How to Repair Wet Drywall
Drywall acts like a sponge, absorbing moisture at every opportunity. When drywall gets wet, it swells and buckles, compromising the integrity of your wall. This allows the underlying structures to experience prolonged exposure to moisture and begins the decomposition process, ultimately rotting the entire structure. Drywall is a versatile building material, though. Drywall that has gotten wet can be repaired with a little know how.
In order to repair wet drywall, follow the below steps:
Cut out around the affected drywall with a drywall saw. These handsaws are sold inexpensively at any local hardware store. Make sure that you cut away all affected drywall by maintaining wide margins around the defect.
Determine the cause of the water. This step is somewhat easy if your drywall was affected by an outside force like rain, flooding, or a busted water heater, but may be a bit more elusive if you have a roof or plumbing problem. If you cannot ascertain the cause of the water, make sure you call a professional.
Replace the wet drywall with dry. On a new piece of drywall, mark out a patch of new drywall in the same dimensions as the old and cut out with a razor knife or drywall saw and screw into the open hole. If there is no wall stud behind the open area, cut out the existing drywall until there is an exposed stud on either side of your repair.
Apply drywall mud. Joint compound of drywall mud is applied in layers. Make the first layer the thickest, covering all of the joints thoroughly and allow to dry. Do not worry too much about making the compound completely smooth as there will be many layers of mud and sanding before you reach your finished coat.

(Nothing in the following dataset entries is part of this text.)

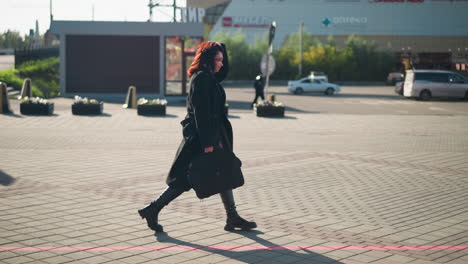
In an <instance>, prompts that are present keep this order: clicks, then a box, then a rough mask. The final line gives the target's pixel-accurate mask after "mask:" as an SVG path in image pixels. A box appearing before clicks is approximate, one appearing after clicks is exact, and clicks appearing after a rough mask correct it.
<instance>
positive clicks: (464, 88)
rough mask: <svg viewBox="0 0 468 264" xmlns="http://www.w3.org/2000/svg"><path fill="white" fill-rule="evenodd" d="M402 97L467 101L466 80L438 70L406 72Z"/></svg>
mask: <svg viewBox="0 0 468 264" xmlns="http://www.w3.org/2000/svg"><path fill="white" fill-rule="evenodd" d="M404 87H405V89H404V91H403V95H404V96H405V97H413V98H418V99H420V100H424V101H428V100H431V98H433V97H447V98H449V97H453V98H464V99H465V100H468V79H466V78H465V77H463V76H461V75H460V74H458V73H455V72H451V71H439V70H407V71H406V78H405V83H404Z"/></svg>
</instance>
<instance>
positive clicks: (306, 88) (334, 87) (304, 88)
mask: <svg viewBox="0 0 468 264" xmlns="http://www.w3.org/2000/svg"><path fill="white" fill-rule="evenodd" d="M288 91H289V92H291V93H294V94H302V93H304V92H323V93H325V94H326V95H333V94H335V93H338V92H340V91H341V89H340V86H338V85H337V84H333V83H329V82H327V81H324V80H322V79H312V78H310V77H305V78H302V79H300V80H297V81H289V82H288Z"/></svg>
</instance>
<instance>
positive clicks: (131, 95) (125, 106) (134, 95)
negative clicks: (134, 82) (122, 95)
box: [122, 85, 136, 108]
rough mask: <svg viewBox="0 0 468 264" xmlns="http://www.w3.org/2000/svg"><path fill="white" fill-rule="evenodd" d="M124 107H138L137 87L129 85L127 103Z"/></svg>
mask: <svg viewBox="0 0 468 264" xmlns="http://www.w3.org/2000/svg"><path fill="white" fill-rule="evenodd" d="M122 107H123V108H136V87H135V86H133V85H132V86H130V87H128V92H127V98H126V99H125V104H124V105H123V106H122Z"/></svg>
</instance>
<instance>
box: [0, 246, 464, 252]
mask: <svg viewBox="0 0 468 264" xmlns="http://www.w3.org/2000/svg"><path fill="white" fill-rule="evenodd" d="M305 249H307V250H395V251H401V250H413V251H415V250H468V246H347V245H341V246H339V245H338V246H206V247H205V246H200V247H192V246H160V247H156V246H155V247H144V246H142V247H135V246H134V247H130V246H129V247H0V251H131V250H134V251H191V250H233V251H249V250H305Z"/></svg>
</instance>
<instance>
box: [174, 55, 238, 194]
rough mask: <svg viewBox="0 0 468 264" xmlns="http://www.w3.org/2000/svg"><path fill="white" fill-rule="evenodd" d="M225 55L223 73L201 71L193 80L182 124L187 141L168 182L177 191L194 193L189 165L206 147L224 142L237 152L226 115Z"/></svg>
mask: <svg viewBox="0 0 468 264" xmlns="http://www.w3.org/2000/svg"><path fill="white" fill-rule="evenodd" d="M223 55H224V56H223V57H224V58H223V67H222V68H221V69H220V71H219V72H217V73H212V72H210V71H209V70H207V69H205V68H200V69H199V71H197V72H196V73H194V74H193V75H192V76H191V78H190V85H189V87H190V91H189V95H188V97H187V116H186V117H185V119H184V120H183V121H182V122H181V124H182V135H183V138H182V142H181V143H180V145H179V148H178V149H177V153H176V156H175V159H174V162H173V163H172V166H171V169H170V171H169V175H168V176H167V179H166V183H167V184H168V185H169V186H171V187H174V188H176V189H180V190H184V191H188V190H190V188H191V186H190V184H189V182H188V180H187V170H188V166H189V164H190V162H191V161H192V159H193V158H194V157H195V156H196V155H198V154H200V153H202V152H203V150H204V149H205V148H206V147H209V146H214V147H217V146H219V143H220V142H221V143H222V144H223V145H224V146H225V147H228V149H230V150H232V149H233V134H232V126H231V123H230V122H229V120H228V119H227V116H226V114H225V112H224V105H225V103H226V93H225V92H224V88H223V87H222V86H221V84H220V82H221V81H222V80H224V78H225V77H226V75H227V73H228V71H229V64H228V58H227V54H226V52H224V54H223Z"/></svg>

All the mud to dry and then sand smooth. Run your hand over the joints, feeling for low or high spots and mark with a pencil. Continue sanding high spots and then add a new layer of mud over the entire repair, concentrating on adding compound to the low spots. Repeat this process until your repair is level with the existing wall.

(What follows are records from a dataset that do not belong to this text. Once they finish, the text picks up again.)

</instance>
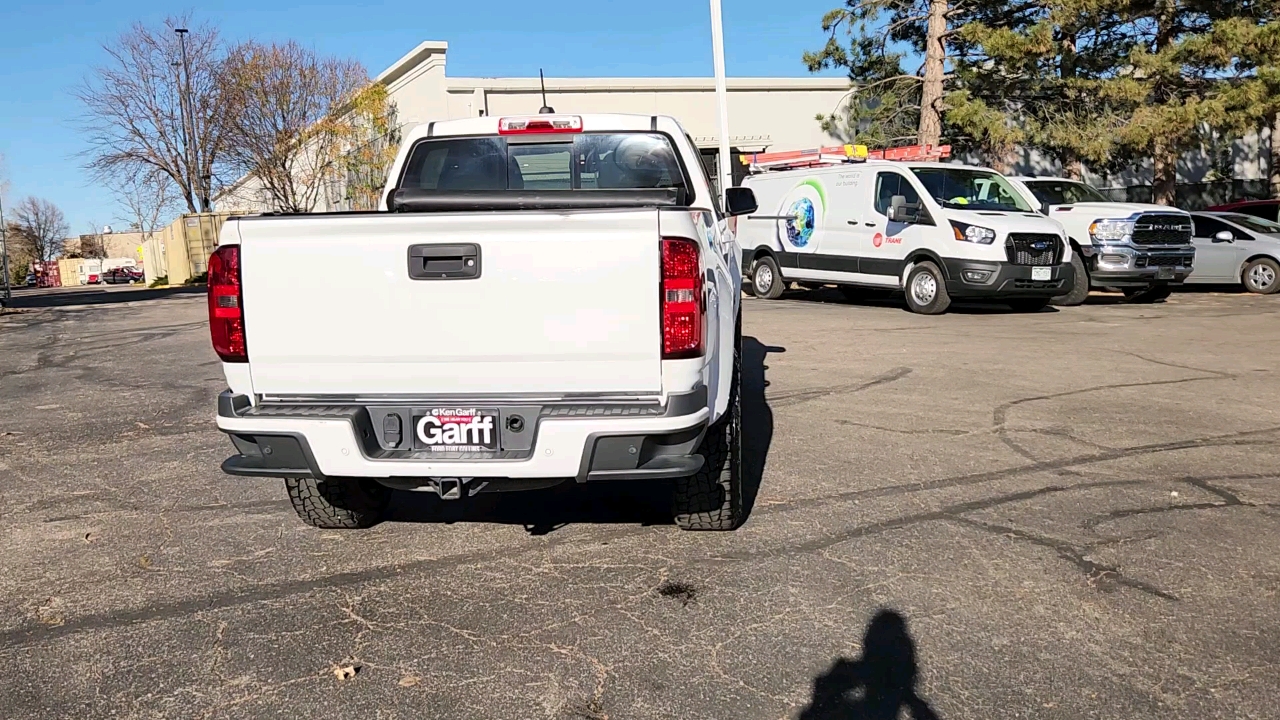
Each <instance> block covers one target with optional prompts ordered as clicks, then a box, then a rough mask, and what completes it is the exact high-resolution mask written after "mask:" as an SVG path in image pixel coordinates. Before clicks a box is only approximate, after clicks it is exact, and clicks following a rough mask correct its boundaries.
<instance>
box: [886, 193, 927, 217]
mask: <svg viewBox="0 0 1280 720" xmlns="http://www.w3.org/2000/svg"><path fill="white" fill-rule="evenodd" d="M888 219H890V222H893V223H918V222H920V205H919V202H908V201H906V196H904V195H895V196H893V197H892V199H890V201H888Z"/></svg>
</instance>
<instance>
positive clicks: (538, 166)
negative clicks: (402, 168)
mask: <svg viewBox="0 0 1280 720" xmlns="http://www.w3.org/2000/svg"><path fill="white" fill-rule="evenodd" d="M672 187H675V188H681V190H687V188H689V183H687V182H686V181H685V174H684V170H682V169H681V165H680V161H678V160H677V159H676V151H675V149H673V147H672V146H671V140H668V138H667V136H664V135H657V133H585V135H576V136H573V138H572V140H556V141H535V142H529V141H527V140H524V138H521V140H518V141H508V138H506V137H458V138H439V140H424V141H421V142H419V143H417V145H416V146H415V147H413V150H412V152H411V154H410V158H408V161H407V163H406V164H404V173H403V176H402V177H401V182H399V188H403V190H440V191H483V190H493V191H503V190H643V188H672Z"/></svg>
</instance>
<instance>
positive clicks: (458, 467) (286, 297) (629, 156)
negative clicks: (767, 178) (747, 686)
mask: <svg viewBox="0 0 1280 720" xmlns="http://www.w3.org/2000/svg"><path fill="white" fill-rule="evenodd" d="M387 187H388V188H389V192H388V195H387V200H385V204H384V208H383V211H372V213H329V214H312V215H264V217H246V218H236V219H229V220H228V222H227V223H225V224H224V225H223V229H221V236H220V241H219V247H218V250H216V251H215V252H214V255H212V258H211V259H210V264H209V311H210V324H211V333H212V341H214V347H215V350H216V351H218V355H219V356H220V357H221V360H223V369H224V372H225V375H227V382H228V386H229V389H228V391H227V392H224V393H223V395H221V396H220V397H219V404H218V405H219V411H218V427H219V428H220V429H221V430H223V432H225V433H228V434H229V436H230V438H232V441H233V443H234V446H236V450H237V454H236V455H234V456H232V457H230V459H228V460H227V461H225V462H224V464H223V469H224V470H225V471H227V473H229V474H233V475H250V477H275V478H284V479H285V487H287V489H288V495H289V497H291V500H292V501H293V506H294V509H296V510H297V512H298V515H300V516H301V518H302V519H303V520H305V521H307V523H310V524H312V525H316V527H321V528H357V527H369V525H371V524H374V523H376V521H378V520H379V519H380V518H381V515H383V512H384V510H385V507H387V505H388V501H389V497H390V491H392V489H393V488H401V489H408V491H429V492H435V493H438V495H439V496H440V497H442V498H445V500H456V498H466V497H470V496H472V495H475V493H479V492H495V491H516V489H532V488H543V487H549V486H553V484H558V483H561V482H564V480H576V482H595V480H623V479H631V480H675V482H673V488H675V489H673V492H675V498H673V502H675V507H673V514H675V516H676V520H677V524H678V525H680V527H682V528H685V529H733V528H736V527H737V525H739V524H740V523H741V520H742V478H741V448H740V443H741V437H740V428H741V418H740V410H739V392H737V387H739V372H737V364H739V354H740V345H741V334H740V332H741V329H740V322H739V320H740V297H741V290H740V288H741V266H740V261H741V250H740V249H739V245H737V242H736V240H735V237H733V234H732V232H731V229H730V228H728V222H727V218H728V217H732V215H741V214H745V213H750V211H754V210H755V201H754V197H753V195H751V192H750V191H749V190H745V188H732V190H730V192H728V193H727V197H726V205H727V208H723V209H722V208H721V204H719V200H718V199H717V197H714V196H713V193H712V190H710V186H709V182H708V179H707V176H705V173H704V172H703V167H701V164H700V161H699V155H698V150H696V147H695V146H694V145H692V142H691V141H690V140H689V137H687V136H686V135H685V132H684V131H682V129H681V128H680V126H678V124H677V123H676V120H673V119H672V118H668V117H650V115H557V114H540V115H531V117H520V118H497V117H489V118H472V119H466V120H451V122H436V123H429V124H424V126H419V127H417V128H415V129H413V131H412V132H410V133H408V137H407V138H406V140H404V143H403V146H402V147H401V151H399V154H398V156H397V159H396V163H394V165H393V168H392V170H390V176H389V181H388V184H387Z"/></svg>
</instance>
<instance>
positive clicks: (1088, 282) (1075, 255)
mask: <svg viewBox="0 0 1280 720" xmlns="http://www.w3.org/2000/svg"><path fill="white" fill-rule="evenodd" d="M1071 268H1073V269H1075V284H1074V286H1071V292H1068V293H1066V295H1059V296H1056V297H1052V299H1051V300H1050V302H1051V304H1052V305H1061V306H1064V307H1074V306H1076V305H1084V301H1085V300H1087V299H1088V297H1089V269H1088V268H1085V266H1084V260H1082V259H1080V254H1079V252H1073V254H1071Z"/></svg>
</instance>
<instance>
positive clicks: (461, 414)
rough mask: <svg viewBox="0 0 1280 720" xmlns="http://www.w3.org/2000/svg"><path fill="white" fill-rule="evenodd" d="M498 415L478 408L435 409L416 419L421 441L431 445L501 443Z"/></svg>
mask: <svg viewBox="0 0 1280 720" xmlns="http://www.w3.org/2000/svg"><path fill="white" fill-rule="evenodd" d="M494 418H495V415H494V414H493V413H492V411H490V413H483V411H480V410H475V409H465V407H460V409H434V410H430V415H424V416H421V418H419V419H417V421H416V423H415V430H416V433H417V441H419V442H420V443H421V445H424V446H426V447H429V448H442V447H447V448H449V450H461V448H474V450H485V448H493V447H497V442H495V439H497V425H495V423H494Z"/></svg>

Tip: Take your time with this step, as your mud work is the key to having a smooth wall later.
Paint-Repaint your entire wall so that the color matches. Even if you have the paint tinted to match your existing wall, the colors may not match 100%, giving you a glaring reminder of where the repair occurred. While you don't have to, you may elect to repaint the entire room to ensure color evenness.
This technique works well for small drywall repair jobs, but in situations where there are large areas of drywall to replace, such as a flooding situation, it may be advisable to contact a professional.